Sama je tworzę, choć nigdy nie myślałam o sobie jako o kimś, kto ma fotograficzny talent. Po prostu robię zdjęcia tego, co ma być ładnie pokazane. Mamy też kilka zdjęć Agnieszki z buuba.pl, która ma super wyczucie i świetny aparat. Ostatnio czas pandemii też mnie zaskoczył, bo nowe meble zaczęli mi przynosić do domu – tak do obejrzenia. Ale nie spodziewałam się, że w mojej własnej przestrzeni może być tyle miejsca, żeby zrobić tam fotki w ciekawy sposób. Robiąc je, opieram się na intuicji, bo nigdy nie miałam specjalistycznych kursów. Posiadanie telefonu dużo ułatwia, bo wyciągasz go, cykasz i wrzucasz, z dużym aparatem jest więcej zachodu. Aczkolwiek kiedyś wzięliśmy profesjonalnego fotografa do sesji dziecięcej, ale kosztowało to tyle pracy i przygotowań (także moich dzieci w roli modeli), że wszystko trwało godzinami, kosztowało mnie dużo stresów. Wtedy pomyślałam, że nie chcę tego cyklicznie powtarzać. Wykorzystuję więc fakt, że nowe piękne meble powstają pod nosem – można je przynieść do mojego domu i ciekawie pokazać na zdjęciach. Teraz, jak patrzę na swoje pierwsze zdjęcia przed lat, to wspominam to ze śmiechem. Robiłam je w stodole na tle białej płyty, włączyłam dwie lampy, które odbijały się od tej płyty, miałam słaby aparat… Efekt naprawdę był powykrzywiany, jakby w rybim oku.
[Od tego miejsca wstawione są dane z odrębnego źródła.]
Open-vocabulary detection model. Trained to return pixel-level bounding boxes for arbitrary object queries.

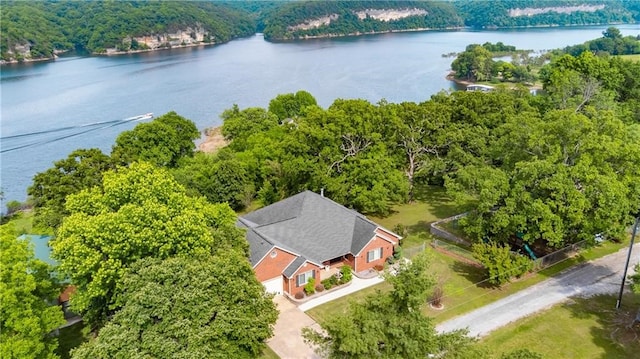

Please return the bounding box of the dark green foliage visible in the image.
[73,252,278,359]
[111,111,200,167]
[0,1,256,60]
[304,278,316,295]
[264,1,462,40]
[51,163,248,328]
[269,91,317,121]
[303,256,475,359]
[0,225,65,359]
[340,265,353,284]
[173,152,254,210]
[454,0,634,29]
[472,243,533,286]
[27,148,114,228]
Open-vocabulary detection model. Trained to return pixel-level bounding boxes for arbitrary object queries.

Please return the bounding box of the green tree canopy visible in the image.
[52,163,248,325]
[73,251,278,359]
[303,253,476,359]
[27,148,114,228]
[0,225,65,359]
[111,111,200,167]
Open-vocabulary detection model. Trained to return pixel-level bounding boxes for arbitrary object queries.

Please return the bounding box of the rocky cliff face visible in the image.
[509,4,604,17]
[106,26,210,55]
[287,8,427,31]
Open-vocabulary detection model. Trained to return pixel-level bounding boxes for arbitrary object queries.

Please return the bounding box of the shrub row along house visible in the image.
[238,191,401,296]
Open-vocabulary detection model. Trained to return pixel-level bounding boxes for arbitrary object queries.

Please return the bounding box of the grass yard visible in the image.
[619,54,640,62]
[307,187,628,323]
[259,346,280,359]
[480,295,640,359]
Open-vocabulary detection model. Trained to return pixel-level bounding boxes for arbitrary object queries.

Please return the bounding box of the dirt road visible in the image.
[437,244,640,336]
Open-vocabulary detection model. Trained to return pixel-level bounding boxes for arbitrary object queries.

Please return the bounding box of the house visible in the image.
[238,191,401,295]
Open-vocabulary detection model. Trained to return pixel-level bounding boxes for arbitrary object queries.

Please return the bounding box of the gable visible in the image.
[240,191,390,265]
Mimo to już wtedy meble się sprzedawały. Przez te wszystkie lata doszłam do tego, co jest teraz – takie fotograficzne wyzwania mnie nie nie przerażają.
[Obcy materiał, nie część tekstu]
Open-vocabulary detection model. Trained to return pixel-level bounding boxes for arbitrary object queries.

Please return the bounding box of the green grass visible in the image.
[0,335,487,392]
Najbardziej cieszy mnie, że klienci chwalą też nasze meble za solidność. To, że nasze meble są wręcz pancerne, pozostają jak nowe, nawet gdy są mocno eksploatowane przez małe dzieci, to właśnie ten pierwiastek ekologii. Bo dobrej jakości mebli nie trzeba często zmieniać, zostają z nami na lata.